Sociodemographic, biochemical, and outcome characteristics of the participants*
| Variables | Undernourished (N = 135) | Healthy (N = 135) | Total (N = 270) |
|---|---|---|---|
| Age (years), m (SD) | 23.4 (± 6.6) | 25.1 (± 6.6) | 24.2 (± 6.6) |
| Sex (female), n (%) | 110 (81.5%) | 95 (70.4%) | 205 (75.9%) |
| BMI, kg/m2 | 17.3 (± 0.7) | 21.8 (± 1.8) | 19.6 (± 2.6) |
| Family income, USD† | 177.9 (118.6–237.3) | 213.5 (154.2–296.6) | 177.9 (142.4–261.0) |
| Education (received), n (%) | 118 (87.4%) | 118 (87.4%) | 236 (87.4%) |
| Employment (yes), n (%) | 40 (29.6%) | 55 (40.7%) | 95 (35.2%) |
| Dietary diversity score (high), n (%) | 44 (32.6%) | 62 (45.9%) | 106 (39.3%) |
| SRQ-20 score (high), n (%) | 69 (51.1%) | 40 (29.6%) | 109 (40.4%) |
| Smoking (yes), n (%) | 6 (4.4%) | 18 (13.3%) | 24 (8.9%) |
| Substance use (yes), n (%) | 9 (6.7%) | 9 (6.7%) | 18 (6.7%) |
| Improved water source (yes), n (%) | 135 (100%) | 135 (100%) | 270 (100%) |
| Improved sanitation (yes), n (%) | 29 (21.5%) | 28 (20.7%) | 57 (21.1%) |
| Use of toilet paper (yes), n (%) | 25 (18.5%) | 44 (32.6%) | 69 (25.6%) |
| Household animal exposure (yes), n (%) | 6 (4.4%) | 9 (6.7%) | 15 (5.9%) |
| Hemoglobin, gm/dL | 12.4 (11.5–13.4) | 13.2 (12.0–14.3) | 12.8 (11.7–13.8) |
| Ferritin, ng/mL | 43.7 (20.2–80.1) | 59.9 (27.3–122.7) | 50.6 (22.2–99.7) |
| Zinc, mg/L | 0.71 (0.63–0.81) | 0.74 (0.68–0.84) | 0.73 (0.66–0.82) |
| CRP, mg/L | 0.8 (0.3–1.8) | 2.1 (0.9–4.4) | 1.4 (0.5–3.4) |
| AGP, mg/dL | 64.7 (52.9–87.0) | 75.8 (63.0–95.5) | 71.0 (57.0–88.9) |
| LRP1, ng/mL | 707.8 (590.7–839.1) | 1673.2 (1386.6–1885.0) | 1044.0 (700.0–1673.2) |
| MPO, ng/mL | 388.5 (256.5–597.0) | 104.5 (59.0–202.0) | 245.8 (100.3–541.5) |
| NEO, nmol/L | 408.0 (242.0–730.0) | 353.0 (182.5–651.0) | 390.5 (210–667.5) |
| AAT, mg/g | 0.19 (0.08–0.40) | 0.12 (0.05–0.23) | 0.16 (0.06–0.32) |
AGP = alpha 1-acid glycoprotein; CRP = C-reactive protein; LRP1: low-density lipoprotein receptor-related protein 1; SRQ-20 = Self-Reporting Questionnaire—20.
Descriptive characteristics are presented in n (%), Mean (±SD) or Median (IQR), as appropriate.
At the time of writing, 1 U.S. dollar (USD) was equivalent to 84.3 Bangladeshi taka.
RBP4 concentration in the study population and correlation with BMI.
Figure 1 presents a scatter plot of correlation between RBP4 and BMI of the study participants.

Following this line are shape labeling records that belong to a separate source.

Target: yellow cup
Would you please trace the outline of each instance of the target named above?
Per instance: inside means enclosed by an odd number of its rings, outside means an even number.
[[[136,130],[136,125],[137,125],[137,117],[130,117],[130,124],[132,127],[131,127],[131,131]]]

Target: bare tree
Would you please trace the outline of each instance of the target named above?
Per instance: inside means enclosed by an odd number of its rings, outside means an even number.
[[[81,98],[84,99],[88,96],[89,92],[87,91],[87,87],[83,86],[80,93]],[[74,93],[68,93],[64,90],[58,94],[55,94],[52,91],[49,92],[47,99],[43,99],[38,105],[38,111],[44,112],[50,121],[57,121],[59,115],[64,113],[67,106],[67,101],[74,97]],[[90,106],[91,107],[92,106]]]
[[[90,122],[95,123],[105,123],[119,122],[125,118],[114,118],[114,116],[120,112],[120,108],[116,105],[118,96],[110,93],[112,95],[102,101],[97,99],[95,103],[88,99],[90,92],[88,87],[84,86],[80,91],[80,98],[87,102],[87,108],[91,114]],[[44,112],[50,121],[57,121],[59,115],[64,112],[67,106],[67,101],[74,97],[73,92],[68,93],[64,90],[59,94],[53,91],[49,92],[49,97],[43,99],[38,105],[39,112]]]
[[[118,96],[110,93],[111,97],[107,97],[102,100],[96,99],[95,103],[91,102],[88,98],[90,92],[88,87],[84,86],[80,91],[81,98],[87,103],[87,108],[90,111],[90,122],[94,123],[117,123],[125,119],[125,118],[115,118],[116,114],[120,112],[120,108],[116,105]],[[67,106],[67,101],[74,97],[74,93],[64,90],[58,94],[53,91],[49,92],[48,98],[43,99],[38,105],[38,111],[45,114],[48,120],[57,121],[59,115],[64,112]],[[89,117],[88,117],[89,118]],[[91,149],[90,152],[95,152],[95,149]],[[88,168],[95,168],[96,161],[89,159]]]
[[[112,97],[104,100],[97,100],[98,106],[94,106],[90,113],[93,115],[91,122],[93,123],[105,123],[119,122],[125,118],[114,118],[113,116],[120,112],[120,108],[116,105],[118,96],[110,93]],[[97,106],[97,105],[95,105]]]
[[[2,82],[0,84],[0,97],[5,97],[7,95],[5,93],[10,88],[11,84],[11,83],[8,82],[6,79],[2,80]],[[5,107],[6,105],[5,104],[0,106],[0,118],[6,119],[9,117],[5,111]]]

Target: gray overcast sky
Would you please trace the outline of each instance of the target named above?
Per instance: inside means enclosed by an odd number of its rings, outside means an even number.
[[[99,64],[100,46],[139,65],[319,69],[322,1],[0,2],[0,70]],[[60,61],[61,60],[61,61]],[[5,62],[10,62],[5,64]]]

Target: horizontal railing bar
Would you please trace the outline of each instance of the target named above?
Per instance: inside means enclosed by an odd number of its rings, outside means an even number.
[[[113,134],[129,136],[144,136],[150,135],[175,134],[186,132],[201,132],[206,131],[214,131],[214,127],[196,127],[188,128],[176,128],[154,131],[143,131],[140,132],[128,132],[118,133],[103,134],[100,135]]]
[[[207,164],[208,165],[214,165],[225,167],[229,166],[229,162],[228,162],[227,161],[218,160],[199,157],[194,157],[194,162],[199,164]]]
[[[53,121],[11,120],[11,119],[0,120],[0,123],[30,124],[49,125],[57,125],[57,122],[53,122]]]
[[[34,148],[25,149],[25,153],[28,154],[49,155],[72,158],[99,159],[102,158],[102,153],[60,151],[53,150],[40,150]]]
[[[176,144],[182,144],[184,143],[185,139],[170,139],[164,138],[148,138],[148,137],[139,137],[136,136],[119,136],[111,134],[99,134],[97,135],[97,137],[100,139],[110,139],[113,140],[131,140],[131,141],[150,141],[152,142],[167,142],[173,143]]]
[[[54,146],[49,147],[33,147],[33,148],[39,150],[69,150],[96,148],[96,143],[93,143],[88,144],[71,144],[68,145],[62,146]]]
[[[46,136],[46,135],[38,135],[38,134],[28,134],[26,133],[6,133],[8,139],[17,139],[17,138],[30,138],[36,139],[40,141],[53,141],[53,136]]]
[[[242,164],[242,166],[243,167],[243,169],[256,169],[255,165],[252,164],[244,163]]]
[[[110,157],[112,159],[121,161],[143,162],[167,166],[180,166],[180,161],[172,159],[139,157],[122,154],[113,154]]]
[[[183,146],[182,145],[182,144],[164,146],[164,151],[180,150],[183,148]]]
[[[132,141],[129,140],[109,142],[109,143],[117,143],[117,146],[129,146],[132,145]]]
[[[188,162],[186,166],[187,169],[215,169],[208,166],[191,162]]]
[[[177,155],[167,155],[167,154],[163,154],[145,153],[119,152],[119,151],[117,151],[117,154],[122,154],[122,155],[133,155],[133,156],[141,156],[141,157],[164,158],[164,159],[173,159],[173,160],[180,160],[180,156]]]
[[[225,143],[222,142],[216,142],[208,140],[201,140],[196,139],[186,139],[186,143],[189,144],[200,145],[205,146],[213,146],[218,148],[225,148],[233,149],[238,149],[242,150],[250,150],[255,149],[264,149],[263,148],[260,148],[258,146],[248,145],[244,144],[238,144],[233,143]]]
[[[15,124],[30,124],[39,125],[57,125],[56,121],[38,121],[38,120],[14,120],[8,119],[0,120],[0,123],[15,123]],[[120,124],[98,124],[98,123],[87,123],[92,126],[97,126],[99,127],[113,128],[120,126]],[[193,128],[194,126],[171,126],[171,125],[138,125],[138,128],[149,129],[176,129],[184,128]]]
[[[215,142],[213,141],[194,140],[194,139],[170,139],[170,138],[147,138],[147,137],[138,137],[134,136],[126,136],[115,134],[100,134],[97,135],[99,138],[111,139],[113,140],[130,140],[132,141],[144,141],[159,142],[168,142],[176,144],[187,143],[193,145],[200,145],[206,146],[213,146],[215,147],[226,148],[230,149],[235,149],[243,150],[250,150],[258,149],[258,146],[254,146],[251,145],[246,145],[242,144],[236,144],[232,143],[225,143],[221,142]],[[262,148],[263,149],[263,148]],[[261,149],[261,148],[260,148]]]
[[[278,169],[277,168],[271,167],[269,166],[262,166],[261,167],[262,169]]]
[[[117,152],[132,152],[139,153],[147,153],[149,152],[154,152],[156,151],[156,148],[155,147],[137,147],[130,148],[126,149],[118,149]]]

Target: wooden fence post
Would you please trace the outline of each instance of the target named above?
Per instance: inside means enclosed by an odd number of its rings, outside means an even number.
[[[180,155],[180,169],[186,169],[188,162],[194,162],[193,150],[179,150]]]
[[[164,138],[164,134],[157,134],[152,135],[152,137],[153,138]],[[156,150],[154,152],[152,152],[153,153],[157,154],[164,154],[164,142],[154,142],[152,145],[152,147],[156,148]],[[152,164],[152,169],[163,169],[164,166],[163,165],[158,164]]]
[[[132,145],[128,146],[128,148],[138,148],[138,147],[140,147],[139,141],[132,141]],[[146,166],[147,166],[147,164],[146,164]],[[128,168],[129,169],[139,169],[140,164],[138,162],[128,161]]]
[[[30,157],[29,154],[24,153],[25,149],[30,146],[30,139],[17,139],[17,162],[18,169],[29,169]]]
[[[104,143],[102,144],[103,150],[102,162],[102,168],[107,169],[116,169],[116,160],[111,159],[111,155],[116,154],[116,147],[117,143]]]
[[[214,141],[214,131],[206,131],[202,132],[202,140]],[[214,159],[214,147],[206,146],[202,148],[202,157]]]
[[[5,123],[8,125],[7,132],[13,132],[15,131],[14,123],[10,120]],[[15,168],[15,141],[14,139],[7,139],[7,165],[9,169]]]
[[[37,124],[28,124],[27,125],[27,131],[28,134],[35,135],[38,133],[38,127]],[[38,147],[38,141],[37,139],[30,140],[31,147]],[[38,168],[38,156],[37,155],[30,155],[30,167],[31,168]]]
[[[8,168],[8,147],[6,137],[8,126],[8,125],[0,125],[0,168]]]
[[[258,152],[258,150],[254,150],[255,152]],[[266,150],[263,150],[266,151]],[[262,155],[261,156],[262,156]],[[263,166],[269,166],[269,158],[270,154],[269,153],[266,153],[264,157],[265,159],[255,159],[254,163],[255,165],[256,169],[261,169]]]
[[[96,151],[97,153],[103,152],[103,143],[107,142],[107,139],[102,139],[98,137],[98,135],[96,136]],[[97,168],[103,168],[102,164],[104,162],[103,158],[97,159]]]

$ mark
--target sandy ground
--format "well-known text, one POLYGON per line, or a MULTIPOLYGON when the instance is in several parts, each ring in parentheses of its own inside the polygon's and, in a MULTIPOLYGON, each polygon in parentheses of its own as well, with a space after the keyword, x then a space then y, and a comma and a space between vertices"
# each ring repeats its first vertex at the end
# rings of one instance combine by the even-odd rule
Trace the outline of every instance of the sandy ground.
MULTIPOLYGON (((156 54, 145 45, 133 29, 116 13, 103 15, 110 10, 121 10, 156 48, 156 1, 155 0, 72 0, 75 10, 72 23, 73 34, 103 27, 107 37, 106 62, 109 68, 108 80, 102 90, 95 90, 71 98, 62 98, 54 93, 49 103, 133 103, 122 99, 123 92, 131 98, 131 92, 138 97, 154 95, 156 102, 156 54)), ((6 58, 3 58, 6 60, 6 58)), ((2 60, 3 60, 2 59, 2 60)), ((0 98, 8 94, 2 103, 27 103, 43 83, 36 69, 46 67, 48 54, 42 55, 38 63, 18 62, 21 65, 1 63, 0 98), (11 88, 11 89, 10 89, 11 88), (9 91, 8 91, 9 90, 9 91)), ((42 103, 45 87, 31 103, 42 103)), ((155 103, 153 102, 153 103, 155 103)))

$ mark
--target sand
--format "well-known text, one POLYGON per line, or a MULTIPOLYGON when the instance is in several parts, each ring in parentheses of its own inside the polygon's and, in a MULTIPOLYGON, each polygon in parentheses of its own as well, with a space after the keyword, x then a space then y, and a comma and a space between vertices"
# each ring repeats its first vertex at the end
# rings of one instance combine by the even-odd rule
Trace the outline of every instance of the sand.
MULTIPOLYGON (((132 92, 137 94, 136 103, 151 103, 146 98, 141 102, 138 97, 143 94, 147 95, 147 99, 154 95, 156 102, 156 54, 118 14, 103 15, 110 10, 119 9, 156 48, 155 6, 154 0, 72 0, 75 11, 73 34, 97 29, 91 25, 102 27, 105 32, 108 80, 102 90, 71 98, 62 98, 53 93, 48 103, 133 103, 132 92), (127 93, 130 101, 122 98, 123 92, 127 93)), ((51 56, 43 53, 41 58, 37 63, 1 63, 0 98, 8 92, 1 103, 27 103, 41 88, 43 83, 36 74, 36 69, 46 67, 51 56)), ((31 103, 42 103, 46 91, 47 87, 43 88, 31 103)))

Plasma RBP4 concentration was positively correlated with BMI (rho = 0.27, P < 0.001). We also observed that RBP4 concentration was higher (median = 35.1 mg/L, IQR = 29.4–43.8) in the healthy controls than in the undernourished adults (median = 28.8 mg/L, IQR = 23.8–37.2) and the difference was statistically significant (P < 0.001).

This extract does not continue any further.